After every major uplift, we scheduled a handoff call with engineering to walk through the updated flows, design intent, and interaction logic. The Figma files were organized using clear naming, design tokens, and responsive rules, with lightweight annotations for states and edge cases. This combination of structured files and direct walkthroughs kept implementation aligned and reduced back-and-forth.

We’ve started to see a clear increase in returning users and more stable engagement patterns across key pages. All improvements and behavioral shifts were monitored through FullStory to ensure the data stayed accurate and objective.

Credits

Me

Project Manager

3 Developers

Quality Assurance Analyst

Building a mobile-first RV browsing experience

The old website was struggling with low engagement, outdated visuals, and a fragmented user experience that didn’t reflect the scale of the business. The core audience was adults (age 55+), yet the site didn’t account for their needs in readability, accessibility, or navigation ease. Combined with the fact that 70% of all traffic came from mobile, the existing design was failing the very people it needed to serve.

My role was to rebuild the experience, grounded in real behavioral data and structured decision-making.

Understanding the Problem

Using FullStory, I mapped the actual user journey, identifying friction across key funnels. A few issues surfaced immediately:

  • Mobile pages broke frequently and required zooming and scrolling.

  • Typography was small, contrast was weak, and layouts were dense which is a major accessibility concerns for our older demographic.

  • Product information and pricing lacked clarity.

  • Forms were overloaded with steps, driving users away.

  • Branding changed twice during the project, creating inconsistency and visual drift.

It became clear that this wasn’t just a redesign, it required rethinking how the website served its audience, both functionally and visually.

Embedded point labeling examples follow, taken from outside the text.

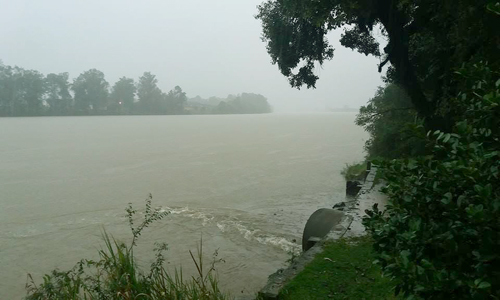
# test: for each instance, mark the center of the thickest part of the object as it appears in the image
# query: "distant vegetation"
(30, 93)
(245, 103)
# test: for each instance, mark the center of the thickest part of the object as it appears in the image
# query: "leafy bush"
(354, 171)
(116, 275)
(440, 234)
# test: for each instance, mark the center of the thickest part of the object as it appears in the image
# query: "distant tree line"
(245, 103)
(30, 93)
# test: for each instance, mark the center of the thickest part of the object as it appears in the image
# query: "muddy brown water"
(245, 184)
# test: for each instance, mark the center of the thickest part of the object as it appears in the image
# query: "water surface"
(245, 184)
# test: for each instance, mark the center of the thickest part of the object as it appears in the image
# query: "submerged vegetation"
(115, 275)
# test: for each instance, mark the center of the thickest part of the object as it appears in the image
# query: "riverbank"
(344, 270)
(309, 275)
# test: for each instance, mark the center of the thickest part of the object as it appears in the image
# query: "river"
(244, 184)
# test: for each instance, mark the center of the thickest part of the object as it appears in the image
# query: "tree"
(123, 94)
(427, 40)
(10, 90)
(58, 97)
(175, 101)
(439, 235)
(149, 94)
(389, 118)
(21, 91)
(91, 91)
(33, 90)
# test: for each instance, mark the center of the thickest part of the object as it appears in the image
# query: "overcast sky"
(209, 48)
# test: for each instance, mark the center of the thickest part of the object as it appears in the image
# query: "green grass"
(344, 270)
(354, 171)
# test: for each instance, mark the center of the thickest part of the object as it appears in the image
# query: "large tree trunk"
(397, 51)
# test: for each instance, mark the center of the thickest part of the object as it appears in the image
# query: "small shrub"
(354, 171)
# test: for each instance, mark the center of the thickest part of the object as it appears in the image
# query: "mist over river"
(245, 184)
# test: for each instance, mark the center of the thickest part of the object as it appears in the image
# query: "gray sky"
(209, 48)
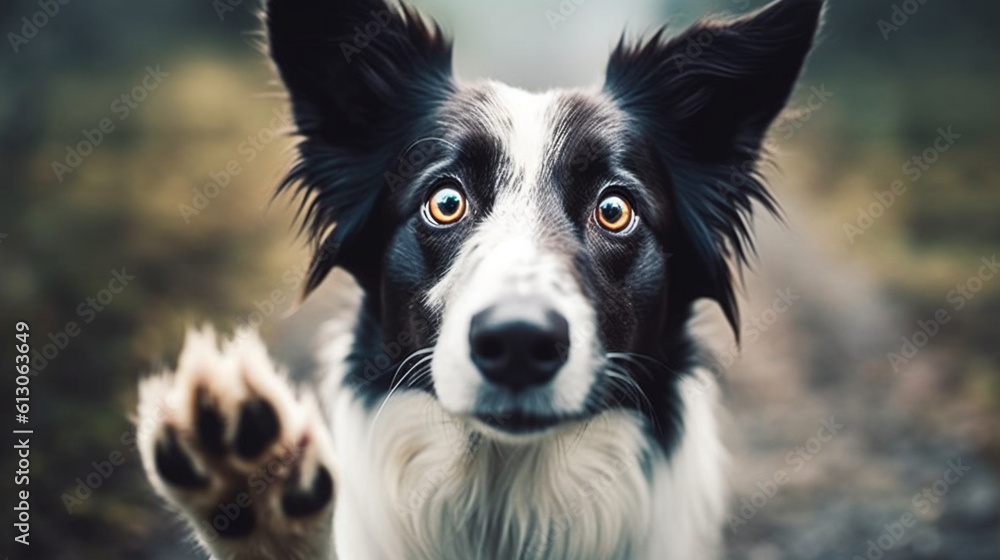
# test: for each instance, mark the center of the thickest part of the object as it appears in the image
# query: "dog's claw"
(258, 428)
(173, 465)
(222, 418)
(298, 502)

Designing for mobile first &
accessibility

Given that most users were browsing on mobile and many were older adults, I redesigned every page with accessibility and legibility as core principles:

  • Increased base font sizes and improved typographic hierarchy

  • Higher contrast color combinations

  • Reduced cognitive load through simplified navigation and layouts

  • Responsive mobile-first components that scaled seamlessly

Impact:

  • The homepage lead-form completion rate increased by ~40%.

  • Form flows were simplified, removing nearly one-third of unnecessary steps resulting in an 84% faster completion time, saving users an average of 2 minutes per submission. (All analytics were tracked by Fullstory)

Reframing pricing & product cards

Pricing presentation was one of the biggest opportunities to improve clarity. I redesigned the cards to:

  • Make the primary price visually dominant and easy to scan

  • Surface discounts without overwhelming the layout

  • Turn “Price Too Low To Show” into a strong, intentional interaction

Impact:

Users who clicked Price Too Low To Show converted at 12.24%, compared to 2.27% through the standard path, a clear win for guided interaction and pricing hierarchy.

Designing through ongoing brand
changes

Twice during the redesign, the brand identity shifted. Instead of repeatedly reworking pages, I moved toward a centralized theme layer supported by early design-system thinking:

  • Tokens for color, typography, spacing, and radius

  • Modular components capable of adapting to future brand updates

  • Page templates designed for responsiveness and long-term scalability

Developer handoff

After every major uplift, we scheduled a handoff call with engineering to walk through the updated flows, design intent, and interaction logic. The Figma files were organized using clear naming, design tokens, and responsive rules, with lightweight annotations for states and edge cases. This combination of structured files and direct walkthroughs kept implementation aligned and reduced back-and-forth.

We’ve started to see a clear increase in returning users and more stable engagement patterns across key pages. All improvements and behavioral shifts were monitored through FullStory to ensure the data stayed accurate and objective.